I didn’t know until recently that the eggs are on the menu at her restaurant. Look in the appetizer list for “House Smoked Salmon Deviled Eggs with Arkansas White River Caviar.” They cost $10 for four halves.
The night I decided to pop in and try them, Willett just happened to be in the kitchen preparing a batch of the eggs for a Leadership Academy party that night on the restaurant’s patio. Scooped-out Flora Farms organic egg whites were placed on trays waiting for Willett to fill them with a creamy mixture that includes homemade mayonnaise with specks of Creole mustard, smoked salmon and hot sauce. The finishing touch is a dollop of Arkansas White River sturgeon caviar on top.
The eggs go great with champagne, vodka and other drinks, Willett said.
Deviled eggs are her signature small plate or appetizer, but Willett said deviled eggs also are her family’s signature dish. “Every holiday we have deviled eggs,” she said.
Her “entire family cooks,” but preparing deviled eggs usually is the task for the “newbies” — the new bride or groom in the family — when everybody gets together in the kitchen. The veterans get the “harder items” like the roast or cakes.

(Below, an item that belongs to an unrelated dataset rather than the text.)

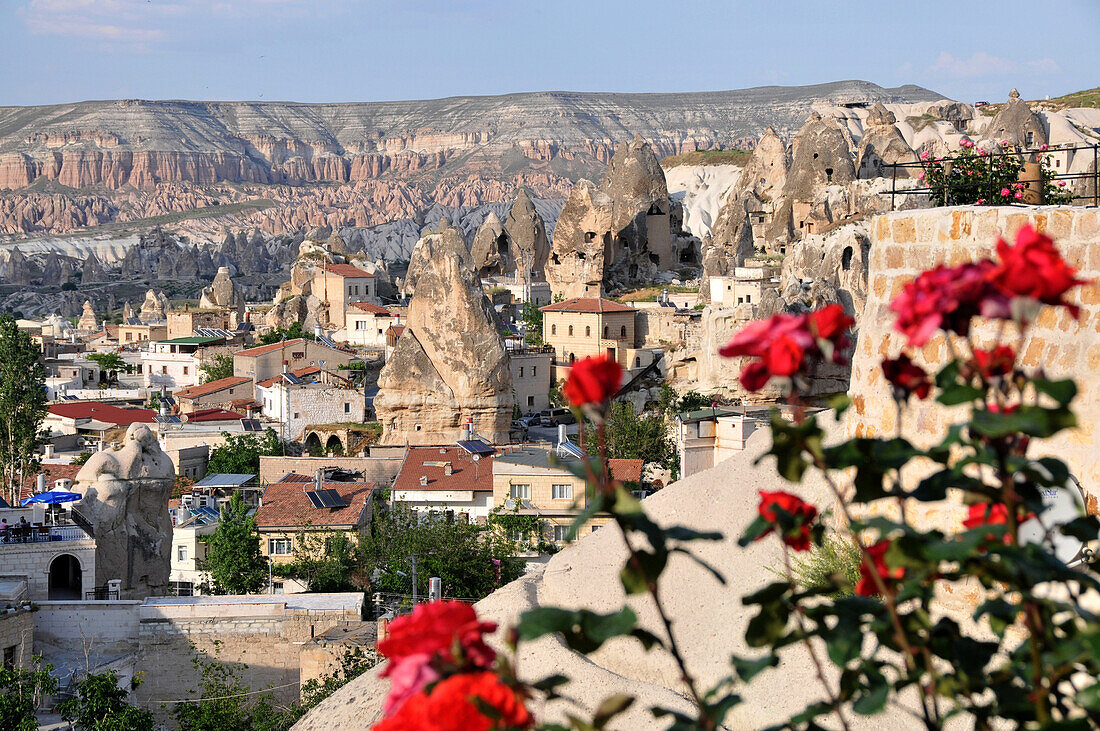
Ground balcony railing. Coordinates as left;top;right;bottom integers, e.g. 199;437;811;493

Willett’s version of deviled eggs includes hot sauce. Others spice them up with pickle relish or mustard. They serve them on a relish tray with olives and pickles.
She was 8 or 9 when her grandmother taught her to make deviled eggs. Willett almost always uses smoked salmon, but she has added crab meat to her eggs when she can’t get the salmon.
The most she ever made at one time was 2,000 for a party given by Harold Ford Jr.
Willett put my four egg halves on a doily so I could photograph them at the restaurant. She then boxed them up, and I took them back to work, where I ate them (except for one I gave away) faster than anything I’ve ever eaten anything at one time.